Having heard rumors of a Yeti hand housed in the same town that held the Pangboche scalp, American oil man and Yeti hunter Tom Slick asked explorer Peter Byrne to go to Nepal and retrieve it.
When the temple custodians told Byrne he couldn’t have the hand, he returned and gave his employers the bad news. Instead of calling it quits, Slick and partner Osmond Hill hatched a new plan: Send Byrne back to Nepal to steal a finger from the Pangboche hand and replace it with a human finger.
Over lunch with Byrne at a London restaurant, Hill took out a brown paper bag and tilted it over the table. A human hand spilled out. “It was several months old and dried,” Byrne told the BBC decades later. “I never asked him where he got it from.”
Then, back in Nepal with the human hand in tow, Byrne offered to make a donation to the temple (only about $160 in today’s dollars) in exchange for one finger from the Pangboche hand. He also offered a replacement human finger. The custodians accepted.
And even after all that, this is where the story fit for the movies actually brings in a movie star. Slick asked his friend, actor James Stewart (star of It’s A Wonderful Life, Vertigo and at least a dozen other classics), to help Byrne smuggle the finger to back to London, believing a celebrity could slip through customs more easily.
Stewart and his wife, Gloria, were in India at the time, and once Byrne got over the border from Nepal into India, he met Stewart in Calcutta. There, they stowed the finger in Gloria’s lingerie case and the Stewarts made it out of India no problem.

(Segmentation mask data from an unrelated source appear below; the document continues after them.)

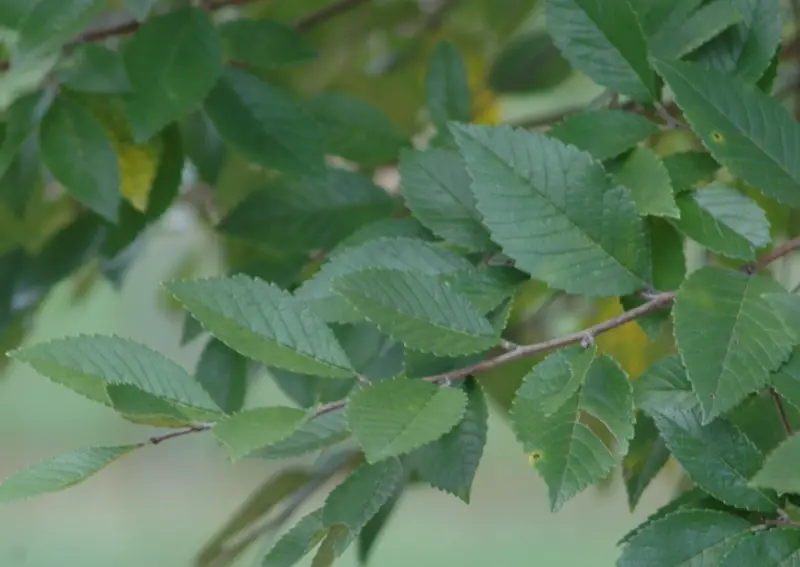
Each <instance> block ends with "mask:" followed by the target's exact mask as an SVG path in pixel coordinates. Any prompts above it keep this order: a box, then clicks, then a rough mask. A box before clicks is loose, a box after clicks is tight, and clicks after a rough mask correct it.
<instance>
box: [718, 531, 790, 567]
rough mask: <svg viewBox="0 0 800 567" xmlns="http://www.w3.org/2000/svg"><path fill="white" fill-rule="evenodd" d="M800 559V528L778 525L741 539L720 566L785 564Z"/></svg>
mask: <svg viewBox="0 0 800 567" xmlns="http://www.w3.org/2000/svg"><path fill="white" fill-rule="evenodd" d="M798 561H800V530H798V529H797V528H796V527H789V526H786V527H777V528H775V529H772V530H769V531H765V532H759V533H756V534H753V535H752V536H751V537H748V538H742V539H739V540H738V541H737V542H736V546H735V547H734V548H733V549H732V550H731V551H730V553H728V554H727V555H726V556H725V558H724V559H723V560H722V561H721V562H720V563H719V566H720V567H750V566H751V565H764V566H766V565H774V566H775V567H778V566H782V565H785V566H786V567H791V566H792V565H796V564H797V562H798Z"/></svg>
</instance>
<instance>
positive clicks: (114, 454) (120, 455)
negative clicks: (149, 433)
mask: <svg viewBox="0 0 800 567" xmlns="http://www.w3.org/2000/svg"><path fill="white" fill-rule="evenodd" d="M138 447H139V445H121V446H118V447H93V448H90V449H81V450H79V451H75V452H73V453H69V454H66V455H61V456H59V457H54V458H52V459H48V460H46V461H43V462H41V463H38V464H36V465H33V466H31V467H29V468H27V469H25V470H23V471H20V472H18V473H16V474H14V475H12V476H10V477H9V478H7V479H6V480H4V481H3V482H2V483H0V502H11V501H13V500H21V499H24V498H31V497H33V496H38V495H40V494H46V493H48V492H57V491H59V490H64V489H65V488H69V487H70V486H74V485H76V484H78V483H80V482H83V481H84V480H86V479H87V478H89V477H90V476H92V475H93V474H95V473H97V472H99V471H100V470H101V469H103V468H104V467H106V466H108V465H110V464H111V463H113V462H114V461H116V460H117V459H119V458H120V457H123V456H124V455H127V454H128V453H130V452H131V451H133V450H134V449H137V448H138Z"/></svg>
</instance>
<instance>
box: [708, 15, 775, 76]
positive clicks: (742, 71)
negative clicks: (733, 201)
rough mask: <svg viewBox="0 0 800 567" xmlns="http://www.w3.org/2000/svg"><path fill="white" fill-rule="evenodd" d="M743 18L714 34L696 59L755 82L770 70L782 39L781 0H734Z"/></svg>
mask: <svg viewBox="0 0 800 567" xmlns="http://www.w3.org/2000/svg"><path fill="white" fill-rule="evenodd" d="M732 2H733V4H734V5H735V6H736V9H737V10H738V11H739V13H741V15H742V20H741V22H739V23H738V24H736V25H735V26H733V27H732V28H730V29H728V30H726V31H725V32H723V33H722V35H720V36H718V37H716V38H714V39H713V40H712V41H711V42H709V43H708V44H706V45H704V46H703V47H701V48H700V50H699V51H698V52H697V53H695V54H694V57H693V59H695V60H696V61H698V62H701V63H702V64H704V65H705V66H707V67H711V68H714V69H718V70H719V71H722V72H724V73H727V74H736V75H738V76H739V77H741V78H742V79H743V80H745V81H747V82H748V83H755V82H756V81H757V80H759V79H760V78H761V77H762V76H763V75H764V73H765V71H766V70H767V68H768V66H769V64H770V60H772V57H773V55H774V53H775V51H776V50H777V49H778V47H779V44H780V40H781V6H780V0H758V1H756V2H753V1H752V0H732Z"/></svg>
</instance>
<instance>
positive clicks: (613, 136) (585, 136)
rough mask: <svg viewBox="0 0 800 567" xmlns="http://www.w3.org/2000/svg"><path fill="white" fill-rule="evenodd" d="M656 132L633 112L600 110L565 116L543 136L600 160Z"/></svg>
mask: <svg viewBox="0 0 800 567" xmlns="http://www.w3.org/2000/svg"><path fill="white" fill-rule="evenodd" d="M656 132H658V126H657V125H656V123H655V122H652V121H650V120H648V119H647V118H645V117H644V116H641V115H640V114H635V113H633V112H624V111H622V110H612V109H608V108H602V109H597V110H586V111H582V112H578V113H576V114H573V115H572V116H568V117H567V118H566V119H565V120H564V121H563V122H559V123H558V124H556V125H555V126H553V127H552V128H551V129H550V130H548V131H547V135H548V136H550V137H551V138H555V139H556V140H560V141H562V142H564V143H565V144H569V145H572V146H575V147H576V148H578V149H579V150H583V151H585V152H589V153H590V154H592V157H594V158H595V159H599V160H601V161H604V160H607V159H611V158H614V157H617V156H618V155H620V154H621V153H623V152H625V151H627V150H629V149H631V148H632V147H634V146H636V145H637V144H638V143H639V142H643V141H644V140H646V139H647V138H649V137H650V136H652V135H653V134H655V133H656Z"/></svg>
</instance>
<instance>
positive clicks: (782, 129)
mask: <svg viewBox="0 0 800 567" xmlns="http://www.w3.org/2000/svg"><path fill="white" fill-rule="evenodd" d="M654 64H655V66H656V69H657V70H658V72H659V74H660V75H661V76H662V77H664V80H666V82H667V84H668V85H669V87H670V89H671V90H672V91H673V93H674V94H675V99H676V101H677V103H678V105H679V106H680V107H681V109H682V110H683V112H684V115H685V116H686V118H687V120H688V121H689V123H690V125H691V127H692V130H693V131H694V132H695V133H697V135H698V136H700V138H702V140H703V143H704V144H705V146H706V147H707V148H708V149H709V151H710V152H711V155H712V156H714V158H715V159H716V160H717V161H718V162H720V163H721V164H722V165H724V166H726V167H727V168H728V169H729V170H730V172H731V173H732V174H733V175H735V176H737V177H740V178H742V179H743V180H744V181H746V182H747V183H749V184H750V185H752V186H753V187H755V188H757V189H758V190H759V191H761V192H762V193H763V194H764V195H766V196H767V197H770V198H773V199H775V200H777V201H780V202H781V203H785V204H787V205H792V206H800V163H798V161H797V160H796V159H794V156H795V155H797V153H798V152H800V125H798V124H797V123H796V122H795V121H794V120H792V118H791V117H790V116H789V113H788V112H787V111H786V109H785V108H784V107H783V106H782V105H781V104H780V103H779V102H778V101H776V100H774V99H773V98H771V97H770V96H768V95H766V94H764V93H763V92H761V91H759V90H758V89H757V88H756V87H755V86H752V85H748V84H746V83H745V82H744V81H742V80H741V79H738V78H736V77H732V76H730V75H725V74H723V73H721V72H719V71H717V70H715V69H706V68H704V67H702V66H700V65H698V64H696V63H684V62H680V61H662V60H659V61H655V62H654ZM743 109H747V110H746V111H745V110H743Z"/></svg>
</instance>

Except that when the couple arrived in London, the lingerie case was missing. A few days went by before a customs officer returned the case with the finger still inside. Of course, the customs official likely knew nothing of the finger, assuring Gloria that no British customs official would look through a lady’s lingerie.
And in an ending that’s either a total letdown or pure poetry (probably depending on whether or not you’re a Yeti believer), the “Yeti” finger for which they traded a human finger was found, in 2011, to be human itself.
The Pemba Bone
Pemba, an Amche or traditional healer, with claimed Yeti bone in the Upper Mustang region of the Nepalese Himalayas. Animal Planet Recently, an Amche (traditional Nepalese healer) named Pemba of the Upper Mustang region of the Himalayas claimed to have found a dead Yeti in its cave. He then claims to have taken a bone from the Yeti’s right leg.
Now, celebrity veterinary surgeon Dr. Mark Evans, as part of Animal Planet’s upcoming Yeti or Not special, plans to test the bone for DNA evidence, hoping to prove once and for all that the unbelievable Yeti does in fact exist.